Handeling
Datum publicatie | Organisatie | Vergaderjaar | Vergadernummer | Datum vergadering |
---|---|---|---|---|
Tweede Kamer der Staten-Generaal | 2019-2020 | nr. 31, item 4 |
Zoals vergunningen, bouwplannen en lokale regelgeving.
Adressen en contactpersonen van overheidsorganisaties.
U bent hier:
Datum publicatie | Organisatie | Vergaderjaar | Vergadernummer | Datum vergadering |
---|---|---|---|---|
Tweede Kamer der Staten-Generaal | 2019-2020 | nr. 31, item 4 |
Vragen van het lid Van den Berg aan de minister voor Medische Zorg en Sport over het sluiten van afdelingen van het ziekenhuis Winterswijk.
De voorzitter:
Ik geef het woord aan mevrouw Van den Berg namens het CDA voor haar vraag aan de minister voor Medische Zorg, die ik van harte welkom heet, over het sluiten van de afdelingen intensive care, verloskunde en kindergeneeskunde in het ziekenhuis in Winterswijk.

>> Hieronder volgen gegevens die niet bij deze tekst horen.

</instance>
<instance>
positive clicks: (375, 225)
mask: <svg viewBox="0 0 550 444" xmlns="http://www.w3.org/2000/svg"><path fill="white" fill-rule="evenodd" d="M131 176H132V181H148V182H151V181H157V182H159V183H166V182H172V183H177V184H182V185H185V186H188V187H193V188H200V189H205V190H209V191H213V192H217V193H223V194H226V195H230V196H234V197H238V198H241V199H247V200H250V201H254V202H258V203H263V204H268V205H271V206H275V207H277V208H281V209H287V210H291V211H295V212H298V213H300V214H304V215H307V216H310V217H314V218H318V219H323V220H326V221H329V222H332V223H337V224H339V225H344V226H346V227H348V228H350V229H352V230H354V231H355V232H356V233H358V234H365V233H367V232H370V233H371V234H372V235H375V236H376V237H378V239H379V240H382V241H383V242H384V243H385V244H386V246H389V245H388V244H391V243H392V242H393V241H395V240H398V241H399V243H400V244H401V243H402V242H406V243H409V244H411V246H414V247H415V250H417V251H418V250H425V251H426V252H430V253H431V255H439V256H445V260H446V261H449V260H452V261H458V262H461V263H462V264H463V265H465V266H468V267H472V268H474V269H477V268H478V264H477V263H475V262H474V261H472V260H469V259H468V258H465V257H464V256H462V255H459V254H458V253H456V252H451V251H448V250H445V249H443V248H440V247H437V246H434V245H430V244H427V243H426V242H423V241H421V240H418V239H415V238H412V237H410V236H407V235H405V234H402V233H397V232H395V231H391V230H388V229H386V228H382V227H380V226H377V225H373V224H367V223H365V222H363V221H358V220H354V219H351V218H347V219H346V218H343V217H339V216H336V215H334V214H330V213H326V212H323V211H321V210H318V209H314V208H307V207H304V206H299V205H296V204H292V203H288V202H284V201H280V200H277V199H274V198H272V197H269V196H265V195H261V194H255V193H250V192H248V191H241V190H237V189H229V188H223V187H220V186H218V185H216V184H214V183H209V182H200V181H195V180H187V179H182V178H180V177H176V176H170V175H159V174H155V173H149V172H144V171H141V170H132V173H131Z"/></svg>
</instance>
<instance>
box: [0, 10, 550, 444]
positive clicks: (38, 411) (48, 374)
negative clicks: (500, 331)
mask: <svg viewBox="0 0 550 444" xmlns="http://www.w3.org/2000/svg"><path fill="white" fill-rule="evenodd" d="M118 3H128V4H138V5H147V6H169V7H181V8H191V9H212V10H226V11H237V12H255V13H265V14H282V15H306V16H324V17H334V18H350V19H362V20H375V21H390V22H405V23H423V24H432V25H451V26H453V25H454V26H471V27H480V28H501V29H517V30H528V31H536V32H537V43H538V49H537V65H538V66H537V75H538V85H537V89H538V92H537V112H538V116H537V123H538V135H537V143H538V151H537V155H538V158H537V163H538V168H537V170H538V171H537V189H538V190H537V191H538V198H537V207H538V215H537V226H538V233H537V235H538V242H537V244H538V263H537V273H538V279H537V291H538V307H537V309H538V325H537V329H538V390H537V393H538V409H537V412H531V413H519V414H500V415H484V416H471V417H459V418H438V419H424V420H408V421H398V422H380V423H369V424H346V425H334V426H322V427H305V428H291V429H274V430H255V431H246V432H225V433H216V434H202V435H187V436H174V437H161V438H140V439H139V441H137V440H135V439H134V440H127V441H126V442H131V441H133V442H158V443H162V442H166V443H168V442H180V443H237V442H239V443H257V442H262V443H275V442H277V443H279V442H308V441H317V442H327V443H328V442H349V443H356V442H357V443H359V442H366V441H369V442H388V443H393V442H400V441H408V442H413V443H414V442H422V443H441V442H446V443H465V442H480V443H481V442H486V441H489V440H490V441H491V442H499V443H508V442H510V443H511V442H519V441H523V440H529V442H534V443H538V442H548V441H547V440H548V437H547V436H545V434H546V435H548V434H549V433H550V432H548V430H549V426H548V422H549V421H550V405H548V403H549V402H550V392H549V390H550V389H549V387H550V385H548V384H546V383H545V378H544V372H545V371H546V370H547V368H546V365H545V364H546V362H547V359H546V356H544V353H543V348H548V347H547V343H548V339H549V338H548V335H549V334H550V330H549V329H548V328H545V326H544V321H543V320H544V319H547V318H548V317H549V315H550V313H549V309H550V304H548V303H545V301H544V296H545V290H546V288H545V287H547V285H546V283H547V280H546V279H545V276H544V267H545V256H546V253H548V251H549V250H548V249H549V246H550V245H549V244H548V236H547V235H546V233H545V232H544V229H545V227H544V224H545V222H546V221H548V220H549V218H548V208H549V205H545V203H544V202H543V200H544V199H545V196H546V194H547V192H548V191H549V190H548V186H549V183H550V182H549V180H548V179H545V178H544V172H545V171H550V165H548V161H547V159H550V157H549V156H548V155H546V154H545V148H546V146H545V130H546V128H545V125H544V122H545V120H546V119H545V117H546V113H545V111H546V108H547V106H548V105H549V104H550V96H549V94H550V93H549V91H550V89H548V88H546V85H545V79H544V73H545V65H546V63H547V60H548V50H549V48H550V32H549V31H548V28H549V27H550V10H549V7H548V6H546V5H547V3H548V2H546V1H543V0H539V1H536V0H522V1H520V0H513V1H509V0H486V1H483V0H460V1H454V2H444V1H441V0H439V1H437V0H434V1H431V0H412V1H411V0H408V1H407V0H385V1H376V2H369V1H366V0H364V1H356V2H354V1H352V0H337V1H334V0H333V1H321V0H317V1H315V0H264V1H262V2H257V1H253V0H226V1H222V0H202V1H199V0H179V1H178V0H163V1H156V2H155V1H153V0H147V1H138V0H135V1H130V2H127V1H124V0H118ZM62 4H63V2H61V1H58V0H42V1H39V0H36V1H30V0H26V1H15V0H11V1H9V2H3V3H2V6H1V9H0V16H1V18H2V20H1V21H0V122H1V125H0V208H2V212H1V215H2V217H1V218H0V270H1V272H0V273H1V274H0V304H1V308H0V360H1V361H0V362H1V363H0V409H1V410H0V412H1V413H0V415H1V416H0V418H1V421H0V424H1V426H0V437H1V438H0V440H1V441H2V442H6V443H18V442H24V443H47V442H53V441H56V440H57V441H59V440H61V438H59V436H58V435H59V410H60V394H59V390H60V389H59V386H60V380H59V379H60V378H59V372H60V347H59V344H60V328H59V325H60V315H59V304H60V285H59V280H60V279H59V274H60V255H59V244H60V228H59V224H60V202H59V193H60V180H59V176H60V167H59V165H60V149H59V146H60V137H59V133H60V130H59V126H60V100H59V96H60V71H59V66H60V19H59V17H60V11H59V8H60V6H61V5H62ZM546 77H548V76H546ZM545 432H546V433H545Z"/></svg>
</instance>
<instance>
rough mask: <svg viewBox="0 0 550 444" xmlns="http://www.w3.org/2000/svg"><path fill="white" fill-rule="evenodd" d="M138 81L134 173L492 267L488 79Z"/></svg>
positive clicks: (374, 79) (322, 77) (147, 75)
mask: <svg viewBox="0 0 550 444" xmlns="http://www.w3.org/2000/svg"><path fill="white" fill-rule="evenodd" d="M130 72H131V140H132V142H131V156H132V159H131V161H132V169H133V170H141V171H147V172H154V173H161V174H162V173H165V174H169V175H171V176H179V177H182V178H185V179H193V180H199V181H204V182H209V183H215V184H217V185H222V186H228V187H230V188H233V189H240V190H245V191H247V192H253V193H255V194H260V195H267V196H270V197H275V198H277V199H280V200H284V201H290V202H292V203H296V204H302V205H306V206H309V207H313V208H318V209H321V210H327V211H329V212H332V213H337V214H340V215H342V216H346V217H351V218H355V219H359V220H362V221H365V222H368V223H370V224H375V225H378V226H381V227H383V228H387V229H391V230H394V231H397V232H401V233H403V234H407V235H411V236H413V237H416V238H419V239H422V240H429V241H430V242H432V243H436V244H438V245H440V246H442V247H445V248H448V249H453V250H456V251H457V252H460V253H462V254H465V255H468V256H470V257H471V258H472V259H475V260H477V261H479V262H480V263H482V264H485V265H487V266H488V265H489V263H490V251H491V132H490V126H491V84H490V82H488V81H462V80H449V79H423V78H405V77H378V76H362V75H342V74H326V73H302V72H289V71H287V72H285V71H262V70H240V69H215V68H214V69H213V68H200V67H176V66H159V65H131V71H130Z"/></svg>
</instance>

Het woord is aan mevrouw Van den Berg.
Mevrouw Van den Berg (CDA):
Voorzitter, dank u wel. Ik was er werkelijk verbijsterd over dat wij weer in de krant moesten lezen dat een ziekenhuis van plan is om allerlei dingen te gaan sluiten zonder dat dat met betrokkenen is besproken. Niemand weet ergens wat van. Dan hoor ik ook nog dat in 2017, toen deze ziekenhuizen gefuseerd zijn, tegen de gemeentes is gezegd dat beide ziekenhuizen volwaardig zouden blijven. Daarnaast heeft de gemeenteraad nog begin dit jaar vragen gesteld op basis van het gerucht dat het Streekziekenhuis Koningin Beatrix zou gaan sluiten en heeft de directie van Santiz dat toen ontkend.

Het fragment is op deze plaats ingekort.